Traditional methods of blasting or breaking rock in quarries and mines make use of high energy explosives, often referred to as detonating explosives. High energy explosives crush and pulverise the rock which can then be removed for either retrieving a sought after mineral within the rock or for disposal of the rock or both.
The problem with detonating explosives is that the ignition of the explosive is followed by a violent shockwave which may cause rock fragments to be projected from the explosion site. The projected rock fragments pose a great risk to mine workers, thus commonly requiring a large area surrounding the blasting site to be cleared. Furthermore, the pulverisation of the rock may create a dense cloud of dust surrounding the blasting site, making it impossible to work at the site for extended periods of time.
The problems associated with traditional methods of blasting or breaking rock resulted in the development of rock breaking explosives commonly referred to as non-detonating explosives. Non-detonating explosives function by containing and directing rapidly expanding gases within and against the rock, thereby causing the rock to break without a violent shock wave and pulverisation of the rock.
Non-detonating explosives are used by drilling boreholes into the rock, inserting non-detonating explosive cartridges containing a gas generating compound, commonly a propellant, into the boreholes and igniting the cartridges. Prior to ignition of the cartridge, the borehole must be stemmed commonly by packing particulate material, usually sand, into the borehole after insertion of the cartridge. The packed particulate material keeps the gases created by the cartridge within the borehole once the cartridge has been ignited resulting in high pressure being created within the borehole.
A drawback of non-detonating explosives is that adequate stemming of the borehole is of utmost importance, failure of which may cause some of the gas to escape thereby reducing the pressure exerted on the rock and causing the cartridge to be less effective. Furthermore, stemming of boreholes that run at a downward slope may be difficult thus often being very time consuming to achieve. Also, stemming material needs to be transported to the blasting site.
A self-stemming cartridge is proposed in U.S. Pat. No. 8,342,095. One embodiment of the cartridge disclosed in the patent has a sheath which is tapered radially inwardly at one end and which houses a gas generating compound and a cone. The patent discloses that the cone is forced in the direction of the taper upon ignition of the gas generating compound and forces the sheath outwardly, thereby stemming the borehole.
Drawbacks of the disclosed cartridge include the cartridge having a plug at one end which will be ejected from the cartridge prior to stemming, thus causing the stemming operation to stop and the cartridge to be ejected from the borehole without breaking any of the rock.
Furthermore, the sheath is of a solid construction. This will permit gas to escape about the periphery of the cone when the sheath flexes outwardly after ignition and from the gas pressure within the cartridge. It is thus highly unlikely that the cone will operate to expand the sheath. Also, such flexing will cause the development of empty pockets within the sheath into which the gas can move, thus causing a drop in pressure within the cartridge and resulting in a cessation of combustion of the gas generating compound.
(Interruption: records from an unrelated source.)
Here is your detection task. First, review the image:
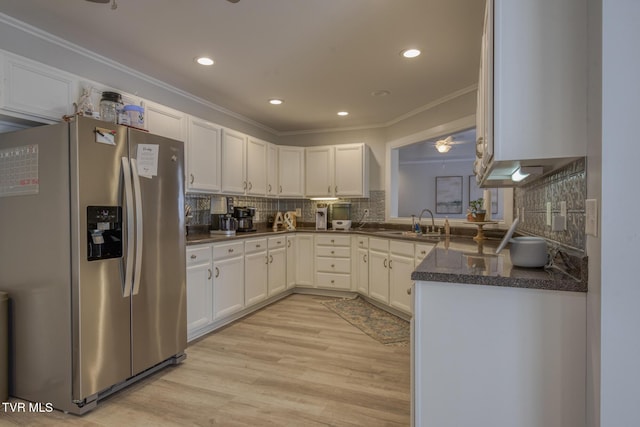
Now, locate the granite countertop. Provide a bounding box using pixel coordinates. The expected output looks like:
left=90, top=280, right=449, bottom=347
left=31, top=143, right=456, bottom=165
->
left=411, top=237, right=587, bottom=292
left=187, top=227, right=587, bottom=292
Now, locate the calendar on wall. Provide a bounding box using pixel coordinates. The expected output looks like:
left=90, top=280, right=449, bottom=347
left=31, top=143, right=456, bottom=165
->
left=0, top=144, right=40, bottom=197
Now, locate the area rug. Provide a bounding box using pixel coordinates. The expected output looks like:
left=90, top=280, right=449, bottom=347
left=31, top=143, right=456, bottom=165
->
left=322, top=297, right=411, bottom=345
A further disadvantage of the cartridge disclosed in U.S. Pat. No. 8,342,095 is that the sheath is a solid tube and thus unlikely to expand sufficiently to stem the hole. Also, the detonator cord runs between cone and sheath creating a gap which will permit gas to escape and thus prevent proper working of the cartridge during manufacture and handling. The gap will also permit the propellant to leak out of the cartridge. Furthermore, the detonator must be inserted into the cartridge before it can be filled with propellant. This will create an inherently dangerous situation during assembly as there is a possibility of the detonator igniting the propellant during assembly.
There is no evidence of the cartridges proposed by U.S. Pat. No. 8,342,095 being commercially available and the applicant believes this to be a result of these not being capable of functioning for the reasons given above.
WO 2013/150462 discloses a self-stemming cartridge which includes a piston movable relative to a static member under pressure of gas generated in a cartridge to cause expansion of the static member and stemming of the borehole. This cartridge is effective yet requires moving parts to operate.
In this specification, “propellant” shall have its widest meaning and include any suitable gas producing material, and “igniter” shall mean any device capable of causing the propellant to produce gas.